Saint Peter's Basilica at the Vatican.
© Reuters
Vatican police have arrested a clergyman and diplomat who has reportedly been identified as a suspect in a child pornography case.

Monsignor Carlo Alberto Capella was detained by Holy See security officials on Saturday, the Vatican said. The suspect formerly worked as a Vatican City diplomat to the US, reported La Republica, but was suddenly recalled from his position in Washington last year.

The US State Department identified Capella as having possibly violated child pornography laws. It's alleged the monsignor downloaded and disseminated child pornography during a visit to Canada.

The press office for the Pope has addressed the allegations against Capella, saying he was arrested regarding Article 10 of Vatican State Law, which relates to child pornography. If found guilty of violating this law, Capella could face up to 12 years in prison. Capella is in custody at police barracks near St. Peter's Square in the Vatican.

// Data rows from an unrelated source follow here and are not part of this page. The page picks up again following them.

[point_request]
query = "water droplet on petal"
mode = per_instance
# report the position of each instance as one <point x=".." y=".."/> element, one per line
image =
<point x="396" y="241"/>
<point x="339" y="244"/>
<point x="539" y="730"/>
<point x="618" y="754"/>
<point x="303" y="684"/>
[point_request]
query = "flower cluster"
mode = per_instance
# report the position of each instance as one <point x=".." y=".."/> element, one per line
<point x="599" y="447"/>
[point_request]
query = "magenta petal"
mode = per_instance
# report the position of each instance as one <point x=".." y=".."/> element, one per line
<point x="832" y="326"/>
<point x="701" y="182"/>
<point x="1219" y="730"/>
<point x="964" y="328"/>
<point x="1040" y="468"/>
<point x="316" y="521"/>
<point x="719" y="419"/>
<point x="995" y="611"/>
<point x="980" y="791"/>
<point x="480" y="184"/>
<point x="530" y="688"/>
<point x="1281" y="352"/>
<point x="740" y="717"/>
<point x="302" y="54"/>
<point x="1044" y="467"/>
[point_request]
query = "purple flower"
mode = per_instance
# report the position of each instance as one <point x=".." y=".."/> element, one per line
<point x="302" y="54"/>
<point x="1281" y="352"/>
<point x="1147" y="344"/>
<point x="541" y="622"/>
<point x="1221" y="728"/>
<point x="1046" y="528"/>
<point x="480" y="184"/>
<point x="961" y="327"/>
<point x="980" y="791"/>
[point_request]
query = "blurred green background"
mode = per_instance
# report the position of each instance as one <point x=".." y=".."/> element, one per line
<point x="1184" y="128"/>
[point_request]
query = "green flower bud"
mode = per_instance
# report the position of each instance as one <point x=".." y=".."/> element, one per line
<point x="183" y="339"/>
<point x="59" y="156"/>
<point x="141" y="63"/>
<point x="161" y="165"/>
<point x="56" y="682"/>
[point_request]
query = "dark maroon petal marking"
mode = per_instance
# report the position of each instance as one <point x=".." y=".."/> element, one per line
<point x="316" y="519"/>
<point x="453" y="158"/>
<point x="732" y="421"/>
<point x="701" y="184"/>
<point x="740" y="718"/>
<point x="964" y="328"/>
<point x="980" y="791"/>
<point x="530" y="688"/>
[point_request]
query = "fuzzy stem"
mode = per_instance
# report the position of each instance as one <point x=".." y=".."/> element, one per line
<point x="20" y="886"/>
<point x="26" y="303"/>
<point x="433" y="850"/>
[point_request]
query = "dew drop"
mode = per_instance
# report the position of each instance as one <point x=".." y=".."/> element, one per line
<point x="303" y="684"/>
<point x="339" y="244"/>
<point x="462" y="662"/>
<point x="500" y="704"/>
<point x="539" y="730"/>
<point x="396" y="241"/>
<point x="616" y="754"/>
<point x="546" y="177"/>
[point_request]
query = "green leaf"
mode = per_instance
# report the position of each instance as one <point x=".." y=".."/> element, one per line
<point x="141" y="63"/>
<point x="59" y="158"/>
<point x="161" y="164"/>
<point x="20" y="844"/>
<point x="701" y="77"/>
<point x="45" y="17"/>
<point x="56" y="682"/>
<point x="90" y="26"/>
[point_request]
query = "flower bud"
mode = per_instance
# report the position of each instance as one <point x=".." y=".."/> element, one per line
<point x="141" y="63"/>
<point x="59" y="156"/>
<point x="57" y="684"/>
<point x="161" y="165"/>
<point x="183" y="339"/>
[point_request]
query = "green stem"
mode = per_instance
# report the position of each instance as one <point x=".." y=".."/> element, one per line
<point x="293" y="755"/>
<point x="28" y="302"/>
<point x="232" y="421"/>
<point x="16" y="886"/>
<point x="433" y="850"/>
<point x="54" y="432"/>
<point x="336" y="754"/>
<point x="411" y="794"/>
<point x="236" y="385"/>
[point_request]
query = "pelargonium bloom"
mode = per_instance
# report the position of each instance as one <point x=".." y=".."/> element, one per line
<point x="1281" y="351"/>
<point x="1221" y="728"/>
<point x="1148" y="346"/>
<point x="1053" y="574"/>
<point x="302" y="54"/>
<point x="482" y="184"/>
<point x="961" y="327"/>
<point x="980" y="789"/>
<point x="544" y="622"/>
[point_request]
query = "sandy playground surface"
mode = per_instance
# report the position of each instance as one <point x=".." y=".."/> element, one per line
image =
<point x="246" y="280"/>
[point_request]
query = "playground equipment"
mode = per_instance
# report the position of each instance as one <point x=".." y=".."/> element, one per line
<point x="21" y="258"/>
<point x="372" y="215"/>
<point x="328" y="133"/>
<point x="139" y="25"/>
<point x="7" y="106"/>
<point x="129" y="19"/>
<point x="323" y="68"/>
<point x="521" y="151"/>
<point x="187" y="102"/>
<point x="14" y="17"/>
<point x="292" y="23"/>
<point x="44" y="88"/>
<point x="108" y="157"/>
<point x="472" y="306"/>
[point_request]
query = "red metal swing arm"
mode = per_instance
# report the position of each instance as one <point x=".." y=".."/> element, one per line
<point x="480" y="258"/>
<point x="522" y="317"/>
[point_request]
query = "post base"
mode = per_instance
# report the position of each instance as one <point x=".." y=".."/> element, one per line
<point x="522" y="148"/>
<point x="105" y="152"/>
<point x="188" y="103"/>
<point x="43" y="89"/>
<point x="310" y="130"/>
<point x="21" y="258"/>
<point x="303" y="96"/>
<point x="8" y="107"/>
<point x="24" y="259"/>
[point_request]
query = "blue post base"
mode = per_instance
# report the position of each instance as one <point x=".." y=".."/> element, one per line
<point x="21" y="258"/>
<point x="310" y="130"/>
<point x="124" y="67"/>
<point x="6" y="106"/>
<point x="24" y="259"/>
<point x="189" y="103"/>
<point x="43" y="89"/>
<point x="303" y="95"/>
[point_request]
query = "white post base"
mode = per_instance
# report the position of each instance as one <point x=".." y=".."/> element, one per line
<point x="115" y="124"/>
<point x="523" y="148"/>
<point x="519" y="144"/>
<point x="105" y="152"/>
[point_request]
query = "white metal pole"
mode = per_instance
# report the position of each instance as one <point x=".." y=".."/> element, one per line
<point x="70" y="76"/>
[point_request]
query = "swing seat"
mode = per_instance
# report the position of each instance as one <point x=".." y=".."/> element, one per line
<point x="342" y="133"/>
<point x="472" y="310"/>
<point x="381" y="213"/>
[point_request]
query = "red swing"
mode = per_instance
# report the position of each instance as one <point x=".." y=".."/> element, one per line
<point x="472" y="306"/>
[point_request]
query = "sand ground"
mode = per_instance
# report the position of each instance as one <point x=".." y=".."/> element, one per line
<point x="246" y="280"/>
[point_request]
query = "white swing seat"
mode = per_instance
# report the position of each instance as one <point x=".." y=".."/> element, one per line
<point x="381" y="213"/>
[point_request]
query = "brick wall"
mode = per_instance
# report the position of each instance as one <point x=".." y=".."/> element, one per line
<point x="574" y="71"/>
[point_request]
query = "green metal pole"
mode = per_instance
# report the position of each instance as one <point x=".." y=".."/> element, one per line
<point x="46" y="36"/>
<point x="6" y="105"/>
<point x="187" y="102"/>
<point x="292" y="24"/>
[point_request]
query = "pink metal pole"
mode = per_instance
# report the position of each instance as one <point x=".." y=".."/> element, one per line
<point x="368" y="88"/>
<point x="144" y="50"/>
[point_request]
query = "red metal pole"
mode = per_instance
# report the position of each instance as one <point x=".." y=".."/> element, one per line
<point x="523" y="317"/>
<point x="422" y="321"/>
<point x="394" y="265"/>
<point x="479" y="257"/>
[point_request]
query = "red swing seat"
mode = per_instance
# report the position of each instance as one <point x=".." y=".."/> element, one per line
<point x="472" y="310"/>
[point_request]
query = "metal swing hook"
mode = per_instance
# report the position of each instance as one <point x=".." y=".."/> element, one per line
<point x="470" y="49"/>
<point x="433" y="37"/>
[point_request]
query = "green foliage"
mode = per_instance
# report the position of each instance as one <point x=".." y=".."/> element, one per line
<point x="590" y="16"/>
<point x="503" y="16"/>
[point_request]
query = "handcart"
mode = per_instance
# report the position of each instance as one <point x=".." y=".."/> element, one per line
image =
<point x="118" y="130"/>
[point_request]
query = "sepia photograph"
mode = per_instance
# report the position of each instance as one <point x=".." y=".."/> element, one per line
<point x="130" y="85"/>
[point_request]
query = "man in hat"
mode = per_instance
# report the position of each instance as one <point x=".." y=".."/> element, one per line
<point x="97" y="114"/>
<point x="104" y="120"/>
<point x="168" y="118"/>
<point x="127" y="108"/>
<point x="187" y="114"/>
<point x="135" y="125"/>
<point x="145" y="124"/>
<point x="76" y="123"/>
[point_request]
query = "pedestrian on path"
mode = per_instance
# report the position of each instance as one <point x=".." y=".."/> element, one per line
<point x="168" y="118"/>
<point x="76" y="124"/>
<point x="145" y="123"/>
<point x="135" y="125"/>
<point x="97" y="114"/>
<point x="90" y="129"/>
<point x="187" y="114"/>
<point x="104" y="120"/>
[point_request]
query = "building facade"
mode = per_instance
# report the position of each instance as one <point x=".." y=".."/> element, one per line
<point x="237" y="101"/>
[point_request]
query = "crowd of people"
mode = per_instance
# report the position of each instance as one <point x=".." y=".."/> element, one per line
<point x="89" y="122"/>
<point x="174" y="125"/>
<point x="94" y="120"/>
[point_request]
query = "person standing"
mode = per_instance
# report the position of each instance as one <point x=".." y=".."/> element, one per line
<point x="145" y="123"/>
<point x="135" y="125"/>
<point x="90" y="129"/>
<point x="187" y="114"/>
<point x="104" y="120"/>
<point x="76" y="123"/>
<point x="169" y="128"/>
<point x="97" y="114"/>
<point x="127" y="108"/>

"This morning at the suggestion of Promoter of Justice, the Judge Instructor of the Vatican City State Court issued a warrant for the arrest of Mons. Carlo Alberto Capella. The accused is detained in a cell at the barracks of the Corps of the Gendarmerie," the statement reads.

During his tenure, Pope Francis has promised a crackdown on clerical abuse. In 2017, the Pontiff vowed to have "zero tolerance" for sexual abuse, which has tarnished the church for decades.

However, the Pope has been criticized for his handling of abuse victims. Earlier this year, he was accused of causing "pain and offense" to victims of Reverend Fernando Karadima. Speaking about allegations that a bishop had concealed Karadima's crimes, Francis indicated that victims were in danger of slandering the bishop, Juan Barros, who, as a protégé of Karadima, has also been the subject of controversy.

"The day they bring me proof against Bishop Barros, I'll speak. There is not one shred of proof against him. It's all calumny [defamation]," the pontiff said, to much criticism.

Karadima was first reported to the church in 2002, over allegations he would kiss and fondle his adolescent parishioners in the Chilean capital, Santiago. An official Vatican investigation was launched in 2010. While the Catholic Church removed him from ministry and sentenced him to a lifetime of "penance and prayer," Karadima escaped criminal charges. Barros is alleged to have witnessed some of Karadima's abuse.